The point of the building was to secure the safety of the patients and aid in their healing (though by modern understanding of medicine, some of their techniques are a little odd). “The room design is determined by the depleted strength of the patient, reclining in his bed,” Aalto explained. “The color of the ceiling is chosen for quietness, the light sources are outside of the patient's field of vision, the heating is oriented toward the patient’s feet.”
“Tuberculosis helped make modern architecture modern,” the Princeton professor Beatriz Colomina writes in her revisionary history “X-Ray Architecture.” The industrialized austerity of Ludwig Mies van der Rohe or Marcel Breuer “is unambiguously that of the hospital,” the empty white walls, bare floors, and clean metal fixtures are all “surfaces that, as it were, demonstrate their cleanliness.”
A character in Thomas Mann’s novella “Tristan,” from 1903, described a “long, white, rectilinear” sanatorium for lung patients: “This brightness and hardness, this cold, austere simplicity and reserved strength . . . has upon me the ultimate effect of an inward purification and rebirth.”

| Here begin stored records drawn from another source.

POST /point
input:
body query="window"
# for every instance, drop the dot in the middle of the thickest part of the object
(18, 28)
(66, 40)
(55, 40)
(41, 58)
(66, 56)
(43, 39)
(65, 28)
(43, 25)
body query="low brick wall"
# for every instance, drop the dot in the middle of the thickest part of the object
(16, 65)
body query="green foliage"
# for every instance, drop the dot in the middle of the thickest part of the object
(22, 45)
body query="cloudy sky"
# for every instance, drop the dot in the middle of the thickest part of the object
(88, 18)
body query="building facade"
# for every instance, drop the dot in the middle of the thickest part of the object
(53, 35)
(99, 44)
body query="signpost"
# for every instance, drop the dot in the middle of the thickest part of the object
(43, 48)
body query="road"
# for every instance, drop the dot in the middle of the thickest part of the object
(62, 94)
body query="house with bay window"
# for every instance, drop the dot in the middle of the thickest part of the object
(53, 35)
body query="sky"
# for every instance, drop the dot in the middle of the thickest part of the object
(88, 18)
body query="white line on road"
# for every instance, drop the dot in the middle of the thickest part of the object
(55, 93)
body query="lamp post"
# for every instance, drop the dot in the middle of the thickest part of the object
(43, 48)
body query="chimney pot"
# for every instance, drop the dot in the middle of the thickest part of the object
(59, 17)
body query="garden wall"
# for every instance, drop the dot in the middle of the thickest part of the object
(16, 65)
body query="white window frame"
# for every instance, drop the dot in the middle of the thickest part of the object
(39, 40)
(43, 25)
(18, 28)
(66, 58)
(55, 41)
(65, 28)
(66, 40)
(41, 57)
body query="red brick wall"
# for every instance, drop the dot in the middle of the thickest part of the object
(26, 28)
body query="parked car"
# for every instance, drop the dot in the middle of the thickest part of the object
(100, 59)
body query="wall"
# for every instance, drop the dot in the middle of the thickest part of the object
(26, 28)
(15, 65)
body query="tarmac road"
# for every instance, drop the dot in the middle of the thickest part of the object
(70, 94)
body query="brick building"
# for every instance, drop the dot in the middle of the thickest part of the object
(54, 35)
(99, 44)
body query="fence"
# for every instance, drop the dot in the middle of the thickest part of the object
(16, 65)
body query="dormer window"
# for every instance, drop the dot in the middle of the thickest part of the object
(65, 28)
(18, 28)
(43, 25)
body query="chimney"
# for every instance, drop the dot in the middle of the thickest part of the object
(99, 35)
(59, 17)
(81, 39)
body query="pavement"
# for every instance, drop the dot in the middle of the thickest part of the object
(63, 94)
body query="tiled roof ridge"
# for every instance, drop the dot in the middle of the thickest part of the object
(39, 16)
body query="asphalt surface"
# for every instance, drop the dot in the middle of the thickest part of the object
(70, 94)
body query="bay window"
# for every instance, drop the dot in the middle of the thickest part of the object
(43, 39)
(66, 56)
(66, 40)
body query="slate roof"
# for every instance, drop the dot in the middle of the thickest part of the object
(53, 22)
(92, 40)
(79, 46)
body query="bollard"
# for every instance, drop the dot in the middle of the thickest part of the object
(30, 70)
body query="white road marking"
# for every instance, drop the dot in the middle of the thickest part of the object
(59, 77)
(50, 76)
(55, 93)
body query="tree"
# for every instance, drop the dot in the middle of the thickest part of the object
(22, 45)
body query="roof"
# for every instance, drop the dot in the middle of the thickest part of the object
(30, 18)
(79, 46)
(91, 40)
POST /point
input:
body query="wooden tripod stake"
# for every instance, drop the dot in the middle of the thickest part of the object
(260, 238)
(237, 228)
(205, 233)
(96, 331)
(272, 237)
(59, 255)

So how will COVID-19 change the modern architecture moving forward? One solution is what is being called “the six-foot office.” Carpet tiles have been changed to show distances between people, as a constant reminder of how close you’re standing. Conference rooms have had half their chairs removed and everyone in the room exits in a counter-clockwise direction, so no one bumps into each other. There is also the death of the much-maligned “open office.”
Some suggestions have taken things further, giving trackers on phones that alert you if you’re standing too close to someone else, but those haven’t gone over very well.